I am 19 years old and have been dealing with the discomfort of having large labia since puberty. I am uncomfortable when I am exercising, and sometimes just sitting or walking around. I find it difficult to keep clean and am worried that it will pose a sexual problem in the near future when I get married and become intimate with my husband.

What are the pros and cons of having a labiaplasty using the "wedge method" vs "the trim method"? I am in the process of having consultations and was interested in hearing more pros and cons of the different methods. Also, I am a college student so I am in classes, should 6-7 days be enough recovery? I am looking into having this done over spring break. Thank you.

Doctor Answers (34)

Labiaplasty: wedge versus trim

+5

There is no absolute guide to what is the correct method.

Sometimes it comes down to the surgeon's comfort level and experience with one technique over the other.

The primary advantage to the wedge is that its proponents like the shorter scar located across the labia rather than along its edge.

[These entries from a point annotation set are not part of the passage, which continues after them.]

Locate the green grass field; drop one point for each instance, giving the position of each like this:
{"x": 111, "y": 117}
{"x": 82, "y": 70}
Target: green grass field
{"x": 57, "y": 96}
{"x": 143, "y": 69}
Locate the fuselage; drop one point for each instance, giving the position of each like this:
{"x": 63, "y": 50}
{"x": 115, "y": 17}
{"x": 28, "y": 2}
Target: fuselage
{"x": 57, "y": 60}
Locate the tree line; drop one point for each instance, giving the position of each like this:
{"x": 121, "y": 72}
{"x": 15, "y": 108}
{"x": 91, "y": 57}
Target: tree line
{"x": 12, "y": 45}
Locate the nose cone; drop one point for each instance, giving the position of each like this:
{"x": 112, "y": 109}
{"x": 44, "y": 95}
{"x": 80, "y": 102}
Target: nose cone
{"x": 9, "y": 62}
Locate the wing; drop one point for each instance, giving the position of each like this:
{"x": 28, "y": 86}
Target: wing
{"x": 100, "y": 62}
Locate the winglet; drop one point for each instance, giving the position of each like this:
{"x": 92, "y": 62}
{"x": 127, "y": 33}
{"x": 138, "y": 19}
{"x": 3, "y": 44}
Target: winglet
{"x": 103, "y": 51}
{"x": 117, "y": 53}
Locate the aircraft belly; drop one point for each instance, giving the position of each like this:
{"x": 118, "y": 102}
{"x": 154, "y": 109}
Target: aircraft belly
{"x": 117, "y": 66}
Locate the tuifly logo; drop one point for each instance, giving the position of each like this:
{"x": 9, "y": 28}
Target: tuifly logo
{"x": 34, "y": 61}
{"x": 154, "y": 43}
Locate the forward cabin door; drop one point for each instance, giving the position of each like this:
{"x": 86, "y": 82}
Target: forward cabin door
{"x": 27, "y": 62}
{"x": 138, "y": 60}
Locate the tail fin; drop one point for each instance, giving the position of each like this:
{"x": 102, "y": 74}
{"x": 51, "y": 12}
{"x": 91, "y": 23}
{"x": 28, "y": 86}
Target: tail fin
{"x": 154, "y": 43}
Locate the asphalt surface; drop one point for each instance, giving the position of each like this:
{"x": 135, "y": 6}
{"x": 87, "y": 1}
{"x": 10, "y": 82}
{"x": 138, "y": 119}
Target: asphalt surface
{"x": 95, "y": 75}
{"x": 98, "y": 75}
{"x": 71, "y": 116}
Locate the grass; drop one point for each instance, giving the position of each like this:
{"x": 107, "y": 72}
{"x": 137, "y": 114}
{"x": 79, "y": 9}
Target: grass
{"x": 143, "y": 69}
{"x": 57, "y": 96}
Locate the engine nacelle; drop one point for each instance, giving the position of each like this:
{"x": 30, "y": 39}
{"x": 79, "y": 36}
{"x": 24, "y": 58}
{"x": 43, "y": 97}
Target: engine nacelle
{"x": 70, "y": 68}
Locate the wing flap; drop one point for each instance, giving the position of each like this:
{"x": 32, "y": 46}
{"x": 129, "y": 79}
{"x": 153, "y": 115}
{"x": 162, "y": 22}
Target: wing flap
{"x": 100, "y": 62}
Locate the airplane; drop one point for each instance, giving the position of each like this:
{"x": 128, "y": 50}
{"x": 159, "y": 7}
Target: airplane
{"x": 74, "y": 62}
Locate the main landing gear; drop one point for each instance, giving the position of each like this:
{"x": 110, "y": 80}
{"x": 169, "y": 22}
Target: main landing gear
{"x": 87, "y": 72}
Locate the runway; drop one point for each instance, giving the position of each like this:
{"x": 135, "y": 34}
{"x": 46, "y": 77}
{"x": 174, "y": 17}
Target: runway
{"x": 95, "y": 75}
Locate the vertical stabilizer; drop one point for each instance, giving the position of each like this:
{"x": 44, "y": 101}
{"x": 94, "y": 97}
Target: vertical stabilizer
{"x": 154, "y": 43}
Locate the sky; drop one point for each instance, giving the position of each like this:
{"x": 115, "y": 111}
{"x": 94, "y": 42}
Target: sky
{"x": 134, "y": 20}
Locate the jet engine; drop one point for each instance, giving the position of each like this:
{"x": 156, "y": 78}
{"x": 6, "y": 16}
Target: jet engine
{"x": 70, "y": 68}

It is claimed that it leaves more of the natural edge intact.

In my practice, it is the edge that bothers many of my patients; they do not like the thick, dark, rough surface and desire to have it removed. Furthermore, the vast majority of my patients undergo a combined clitoral hood reduction.

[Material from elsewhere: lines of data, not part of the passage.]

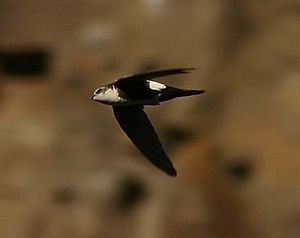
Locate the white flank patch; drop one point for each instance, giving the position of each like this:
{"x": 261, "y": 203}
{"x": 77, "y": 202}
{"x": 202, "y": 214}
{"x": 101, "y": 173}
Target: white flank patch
{"x": 155, "y": 85}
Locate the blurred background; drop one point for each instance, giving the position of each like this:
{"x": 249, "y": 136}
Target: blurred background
{"x": 67, "y": 169}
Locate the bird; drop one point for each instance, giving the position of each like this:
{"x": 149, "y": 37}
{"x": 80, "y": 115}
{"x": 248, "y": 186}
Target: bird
{"x": 128, "y": 95}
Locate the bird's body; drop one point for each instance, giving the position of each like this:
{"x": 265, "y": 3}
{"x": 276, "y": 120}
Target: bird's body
{"x": 128, "y": 95}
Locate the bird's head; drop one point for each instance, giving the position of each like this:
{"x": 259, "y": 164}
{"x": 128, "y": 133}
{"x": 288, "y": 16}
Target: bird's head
{"x": 99, "y": 94}
{"x": 107, "y": 95}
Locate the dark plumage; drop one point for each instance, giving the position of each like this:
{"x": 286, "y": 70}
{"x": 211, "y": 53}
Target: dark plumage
{"x": 128, "y": 95}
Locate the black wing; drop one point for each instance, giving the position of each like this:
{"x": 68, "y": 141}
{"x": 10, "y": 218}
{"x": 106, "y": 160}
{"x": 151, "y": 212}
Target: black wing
{"x": 157, "y": 74}
{"x": 134, "y": 121}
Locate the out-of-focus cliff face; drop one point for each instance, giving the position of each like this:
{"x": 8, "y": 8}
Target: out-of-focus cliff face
{"x": 67, "y": 170}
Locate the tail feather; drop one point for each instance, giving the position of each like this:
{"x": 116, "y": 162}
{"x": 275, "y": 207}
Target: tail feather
{"x": 171, "y": 92}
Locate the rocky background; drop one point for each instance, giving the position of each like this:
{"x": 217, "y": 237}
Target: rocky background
{"x": 66, "y": 168}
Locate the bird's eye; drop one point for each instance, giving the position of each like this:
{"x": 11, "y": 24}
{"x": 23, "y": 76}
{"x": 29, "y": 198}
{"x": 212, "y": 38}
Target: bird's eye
{"x": 98, "y": 91}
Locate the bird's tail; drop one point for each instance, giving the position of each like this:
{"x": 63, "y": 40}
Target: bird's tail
{"x": 171, "y": 92}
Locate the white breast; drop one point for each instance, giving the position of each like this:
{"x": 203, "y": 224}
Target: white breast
{"x": 110, "y": 95}
{"x": 155, "y": 85}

With the "trim method" (I call it the leading edge resection), this creates once incision that is continuous. If this is performed with the wedge resection, it will require use of a separate incision and therefore defeats the purpose of less scarring.

Wedge resections, in my opinion are best for prominence of the central 1/3 of the labia minora which will be resected with this. Lastly, I feel that occasionally the wedge resection results in tension at the edge of the repair.

In my hands, it really comes down to your anatomy.

In summary:

WEDGE TRIM
Positive Negative Positive Negative
Transverse scar Only mid labia treated Entire labia treated Linear scar
Central 1/3 2 incisions clit hood 1 incision clit hood
Extends deeper portion Less vascular portion
Edge may see tension

Chicago Plastic Surgeon
5.0 out of 5 stars 39 reviews

Labiaplasty techniques - wedge vs. trimming the edge

+2

As you can see from the answers here, some surgeons prefer each technique, and it is certainly true that either technique can produce a good result and a satisfied patient.  However, there are some important differences, and you are wise to look into the options.

I certainly agree that a surgeon's experience with each procedure is important.  The "trimming" procedure is technically simpler, and less likely to cause complications and problems during surgery, as long as we stay away from the clitoris, which is anatomically at the front of the labia where they come together.  However, trimming alone will not reduce the fullness in the clitoral hood, so if that is important to you, be sure that the surgeon plans to address it.

I do not agree that the wedge procedure only improves the central portion of the labia.  By taking out a wedge, the tissue in front is pulled backward and the tissue in back is pulled forward, and that does reduce the excess tissue in those areas as well.

Also, with the  wedge procedure, we can extend the outer limb of the wedge toward the front, on either side of the clitoral head, and get some good tightening of the excess tissue over the clitoris without making an incision directly over the clitoris (which might endanger that very delicate anatomy)

Because the wedge tightens the entire length of the labia, it can improve the area around the clitoris as well.  With the trim method, the surgeon has to stay about 1 cm from the clitoris, which means that you may be left with a boxy "tab" adjacent to the clitoris where the labia could not be treated.

With the inner limb of the wedge (that goes toward the opening of the vagina), the surgeon should be certain to stay away from the opening of the urethra (where your urine comes out).  I often put a catheter into the urethra at the beginning of surgery to make it easier to keep track of the urethra and ensure that the opening is not damaged during the surgery.  The catheter is removed at the end of the procedure.

I have not seen significant healing problems with either technique (and I have done both, although currently I mostly do the wedge resection).  As with any surgery, minor problems might require a revision.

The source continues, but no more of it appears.